Republicans and Democrats are trying to win over voters by using an environmental issue during the Florida Senate race.
The toxic algal bloom has been a hot topic with Floridians since November 2017, so politicians are spreading powerful campaign messages in hopes to sway voters.
Florida Gov. Rick Scott, a Republican, and Democratic Sen. Bill Nelson are using TV ads and speeches to point the finger at each other for who to blame the red tide algal bloom on.
The two are running a tightly contested race for Nelson's Senate seat with the midterm elections only several weeks away.
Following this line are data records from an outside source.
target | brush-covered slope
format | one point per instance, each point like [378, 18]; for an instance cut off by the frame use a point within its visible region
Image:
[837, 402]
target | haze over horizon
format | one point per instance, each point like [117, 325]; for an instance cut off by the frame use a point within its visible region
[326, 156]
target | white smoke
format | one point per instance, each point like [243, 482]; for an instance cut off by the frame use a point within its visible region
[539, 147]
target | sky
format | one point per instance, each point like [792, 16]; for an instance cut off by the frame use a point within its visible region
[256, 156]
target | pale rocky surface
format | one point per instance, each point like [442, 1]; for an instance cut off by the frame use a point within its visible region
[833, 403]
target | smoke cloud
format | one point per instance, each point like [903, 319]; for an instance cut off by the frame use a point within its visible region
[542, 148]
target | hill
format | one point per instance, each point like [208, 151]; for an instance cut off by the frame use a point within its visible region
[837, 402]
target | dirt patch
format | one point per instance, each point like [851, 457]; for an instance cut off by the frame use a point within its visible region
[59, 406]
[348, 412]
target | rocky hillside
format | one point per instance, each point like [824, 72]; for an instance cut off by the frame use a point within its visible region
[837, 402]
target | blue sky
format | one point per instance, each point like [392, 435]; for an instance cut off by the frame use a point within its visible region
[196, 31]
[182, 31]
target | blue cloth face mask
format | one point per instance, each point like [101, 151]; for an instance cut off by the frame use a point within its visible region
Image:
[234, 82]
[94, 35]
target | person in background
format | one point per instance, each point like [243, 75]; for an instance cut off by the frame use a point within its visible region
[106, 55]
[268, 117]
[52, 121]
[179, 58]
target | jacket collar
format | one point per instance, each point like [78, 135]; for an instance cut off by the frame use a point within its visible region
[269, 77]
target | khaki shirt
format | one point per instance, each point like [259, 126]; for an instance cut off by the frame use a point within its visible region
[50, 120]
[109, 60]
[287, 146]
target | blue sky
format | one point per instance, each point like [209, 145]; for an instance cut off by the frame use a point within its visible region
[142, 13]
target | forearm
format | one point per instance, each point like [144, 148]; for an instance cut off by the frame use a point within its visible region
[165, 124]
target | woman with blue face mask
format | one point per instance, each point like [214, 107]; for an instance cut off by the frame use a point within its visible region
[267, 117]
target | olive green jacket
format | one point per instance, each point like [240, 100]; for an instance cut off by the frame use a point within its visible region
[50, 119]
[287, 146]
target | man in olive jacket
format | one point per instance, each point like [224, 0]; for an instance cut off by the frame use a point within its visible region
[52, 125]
Fla. Gov. Rick Scott, center, candidate for the U.S. Senate speaks to supporters at a campaign rally Tuesday, Sept. 18, 2018, in Orlando, Fla. (AP Photo/John Raoux)
The algae bloom is considered to be the worst and longest red tide outbreak in history, and officials say it will most likely last until 2019.
High concentrations of toxic algae, known as blooms, have affected the state's Gulf of Mexico coast since November 2017. Recently, red tide has spread to the state's eastern shores as well, according to the Florida Fish and Wildlife Conservation Commission.
Officials say nearly 300 sea turtles have died because of the toxic bloom. Dolphins, pelicans, manatees and a whale shark have also washed ashore since this unprecedented bloom started.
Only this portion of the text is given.